Likewise, with the static import, we could run into a similar issue. When your code depends on a static import, it might suddenly be hidden by some member of the same name, e.g. in a super type. The author of the change might not even notice, because they’re not looking at your subtype.

Conclusion

The conclusion is, once more, not to rely on subtyping too much. If you can make your classes final, no one will ever override them and accidentally “profit” from your newly added members.

Besides that, every time you do a visibility change of your members, be very careful about potential members that are named the same accidentally.

The depths of Java: API leak exposed through covariance

Java can be very tricky some times, especially in API design. Let’s have a look at a very interesting showcase. jOOQ strongly separates API from implementation. All API is in the org.jooq package, and public. Most implementation is in the org.jooq.impl package and package-private. Only factories and some dedicated base implementations are public. This allows for very powerful package-level encapsulation, exposing mostly only interfaces to jOOQ users.

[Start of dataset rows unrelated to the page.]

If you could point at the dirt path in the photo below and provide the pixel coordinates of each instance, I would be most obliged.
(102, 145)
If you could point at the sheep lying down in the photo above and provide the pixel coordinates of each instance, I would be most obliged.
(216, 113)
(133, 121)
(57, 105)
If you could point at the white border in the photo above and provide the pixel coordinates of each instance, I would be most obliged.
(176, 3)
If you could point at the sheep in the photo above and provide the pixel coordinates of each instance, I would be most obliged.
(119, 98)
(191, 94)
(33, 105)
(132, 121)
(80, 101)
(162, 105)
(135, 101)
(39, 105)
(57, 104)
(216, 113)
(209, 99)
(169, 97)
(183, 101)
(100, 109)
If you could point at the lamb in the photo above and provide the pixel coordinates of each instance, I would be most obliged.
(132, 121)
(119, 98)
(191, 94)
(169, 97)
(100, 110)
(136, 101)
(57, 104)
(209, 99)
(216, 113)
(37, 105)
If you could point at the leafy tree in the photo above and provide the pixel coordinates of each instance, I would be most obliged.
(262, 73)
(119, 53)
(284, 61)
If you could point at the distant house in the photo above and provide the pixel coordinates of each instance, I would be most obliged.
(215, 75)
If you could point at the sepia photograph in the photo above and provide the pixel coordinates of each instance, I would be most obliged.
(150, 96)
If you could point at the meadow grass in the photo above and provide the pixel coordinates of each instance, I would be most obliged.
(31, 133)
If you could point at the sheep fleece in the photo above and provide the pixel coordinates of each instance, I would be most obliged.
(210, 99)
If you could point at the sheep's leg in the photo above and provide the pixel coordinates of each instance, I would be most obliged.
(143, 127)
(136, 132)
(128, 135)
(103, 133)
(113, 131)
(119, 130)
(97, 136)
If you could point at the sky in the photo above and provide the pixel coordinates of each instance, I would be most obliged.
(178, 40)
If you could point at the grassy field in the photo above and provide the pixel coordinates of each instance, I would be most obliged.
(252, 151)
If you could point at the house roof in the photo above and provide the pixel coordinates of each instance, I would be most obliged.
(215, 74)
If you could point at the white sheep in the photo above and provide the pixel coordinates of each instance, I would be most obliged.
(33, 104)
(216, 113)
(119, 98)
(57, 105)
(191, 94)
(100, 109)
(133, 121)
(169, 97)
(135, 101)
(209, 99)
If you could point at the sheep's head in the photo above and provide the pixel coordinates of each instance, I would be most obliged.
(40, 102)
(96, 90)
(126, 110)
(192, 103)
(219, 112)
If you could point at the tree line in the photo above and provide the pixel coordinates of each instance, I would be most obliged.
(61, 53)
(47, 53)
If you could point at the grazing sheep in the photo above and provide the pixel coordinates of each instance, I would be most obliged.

A simplified example of package-level encapsulation

Here’s roughly how jOOQ models SQL tables. The (overly simplified) API:

package org.jooq;

/**
 * A table in a database
 */
public interface Table {

  /**
   * Join two tables
   */
  Table join(Table table);
}

And two (overly simplified) implementation classes:

package org.jooq.impl;

import org.jooq.Table;

/**
 * Base implementation
 */
abstract class AbstractTable implements Table {

  @Override
  public Table join(Table table) {
    return null;
  }
}

/**
 * Custom implementation, publicly exposed to client code
 */
public class CustomTable extends AbstractTable {
}

How the internal API is exposed

Let’s assume that the internal API does some tricks with covariance:

abstract class AbstractTable implements Table, InteralStuff {

  // Note, this method returns AbstractTable, as it might
  // prove to be convenient to expose some internal API
  // facts within the internal API itself
  @Override
  public AbstractTable join(Table table) {
    return null;
  }

  /**
   * Some internal API method, also package private
   */
  void doThings() {}
  void doMoreThings() {

    // Use the internal API
    join(this).doThings();
  }
}

This looks all safe at the first sight, but is it? AbstractTable is package-private, but CustomTable extends it and inherits all of its API, including the covariant method override of “AbstractTable join(Table)”. What does that result in? Check out the following piece of client code

package org.jooq.test;

import org.jooq.Table;
import org.jooq.impl.CustomTable;

public class Test {
  public static void main(String[] args) {
    Table joined = new CustomTable();

    // This works, no knowledge of AbstractTable exposed to the compiler
    Table table1 = new CustomTable();
    Table join1 = table1.join(joined);

    // This works, even if join exposes AbstractTable
    CustomTable table2 = new CustomTable();
    Table join2 = table2.join(joined);

    // This doesn't work. The type AbstractTable is not visible
    Table join3 = table2.join(joined).join(joined);
    //            ^^^^^^^^^^^^^^^^^^^ This cannot be dereferenced

    // ... so hide these implementation details again
    // The API flaw can be circumvented with casting
    Table join4 = ((Table) table2.join(joined)).join(joined);
  }
}

Conclusion

Tampering with visibilities in class hierarchies can be dangerous. Beware of the fact that API methods declared in interfaces are always public, regardless of any covariant implementations that involve non-public artefacts. This can be quite annoying for API users when not properly dealt with by API designers.